とろめき商店街 の商品レビュー
お馴染みの下町人情路線で描いた「寅さん」な主人公
一人旅があればホテルを舞台にしたり、あるいは村の淫習があるかと思えば夜這いの寝取られが出てきたりと幅広い題材から様々なテイストを挑戦的に上梓してきた竹書房文庫の葉月作品において6作目となる本作は『下町とろみつ通り』(2015年)以来の人情路線である。 今ではお馴染みと言える...

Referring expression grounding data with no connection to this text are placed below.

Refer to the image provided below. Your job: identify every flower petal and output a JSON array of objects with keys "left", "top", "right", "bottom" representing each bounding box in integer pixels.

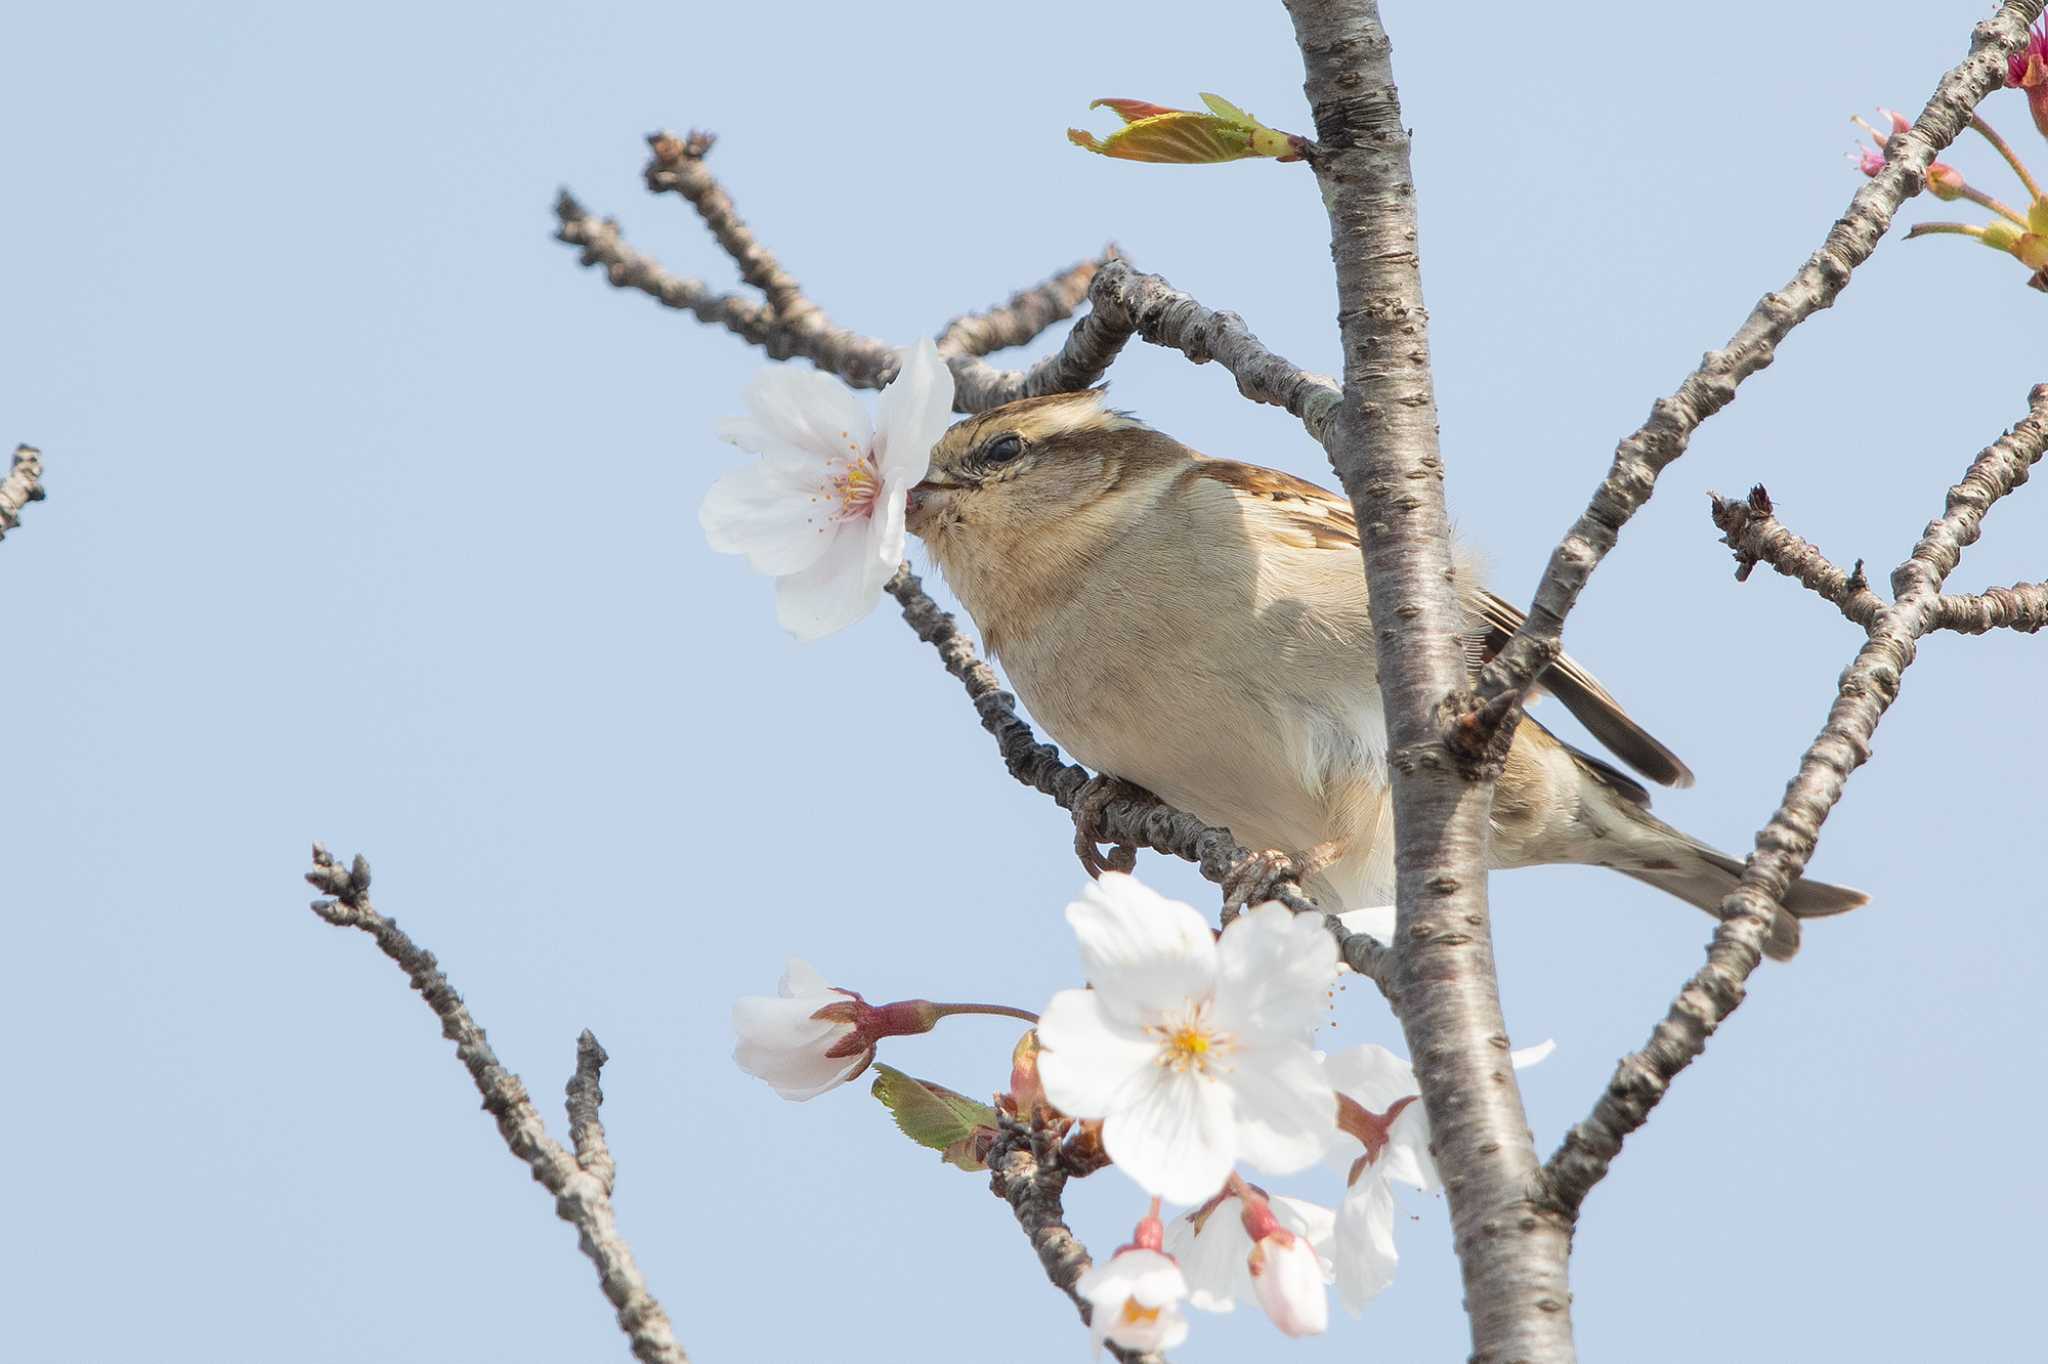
[
  {"left": 1164, "top": 1199, "right": 1250, "bottom": 1311},
  {"left": 1511, "top": 1038, "right": 1557, "bottom": 1069},
  {"left": 778, "top": 958, "right": 829, "bottom": 998},
  {"left": 1380, "top": 1101, "right": 1437, "bottom": 1193},
  {"left": 1334, "top": 1174, "right": 1399, "bottom": 1313},
  {"left": 1334, "top": 904, "right": 1395, "bottom": 945},
  {"left": 1065, "top": 872, "right": 1219, "bottom": 1027},
  {"left": 1222, "top": 1042, "right": 1335, "bottom": 1177},
  {"left": 734, "top": 364, "right": 873, "bottom": 461},
  {"left": 1321, "top": 1042, "right": 1417, "bottom": 1114},
  {"left": 1101, "top": 1063, "right": 1237, "bottom": 1206},
  {"left": 773, "top": 526, "right": 889, "bottom": 640},
  {"left": 1250, "top": 1233, "right": 1329, "bottom": 1337},
  {"left": 1036, "top": 988, "right": 1158, "bottom": 1120},
  {"left": 699, "top": 459, "right": 837, "bottom": 575},
  {"left": 872, "top": 338, "right": 956, "bottom": 486},
  {"left": 1212, "top": 903, "right": 1338, "bottom": 1040}
]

一人旅があればホテルを舞台にしたり、あるいは村の淫習があるかと思えば夜這いの寝取られが出てきたりと幅広い題材から様々なテイストを挑戦的に上梓してきた竹書房文庫の葉月作品において6作目となる本作は『下町とろみつ通り』(2015年)以来の人情路線である。 今ではお馴染みと言える下町のハートウォーミングな喧騒が描かれる中、今回は30歳の主人公をべらんめぇながら意気地がなくて惚れっぽいのにフラれてばかりという、まるで「寅さん」のような男にしているのが特徴。となれば隣の団子屋の看板娘で幼馴染み(27歳)はさしずめ「さくら」といったところか。では「マドンナ」は?となるが、高校時代は憧れの的で今は人妻の同級生が『帰ってきたマドンナ』(第一章の章題)として登場するのである。あと、ついでに言えば主人公と仲良しの同級生で焼き鳥屋の後継ぎは立場的に「タコ社長」かもしれない。 ただ、このマドンナも含めて基本的には1人1章のスタイル。次々と現れては主人公との情交を経て心と体を癒してもらい、新たな希望を得て去っていくヒロイン達である。これを恋の始まりと期待しては肩透かしを続ける主人公というお約束的な展開なのだが、子供の頃からずっと隣で見てきた幼馴染みが(他の作品では不憫な役回りも多いキャラだが)本作では最後にこっ恥ずかしくも素敵な結末へと導いている。 他にも家庭を顧みない夫に嫌気が差して家を飛び出してきた人妻(家事を完璧にこなす理想の主婦)や商店街の活性化のために派遣されてきたコンサルタントの女史(クールな美貌にギャップのある性癖)といったヒロイン達がアラサーの妙齢さで揃っているのだが、官能描写は総じて優しい。作風からすれば致し方ない面もあるとはいえ、せめて途中で体位を変化させるくらいの描写とボリュームは欲しかったように感じた。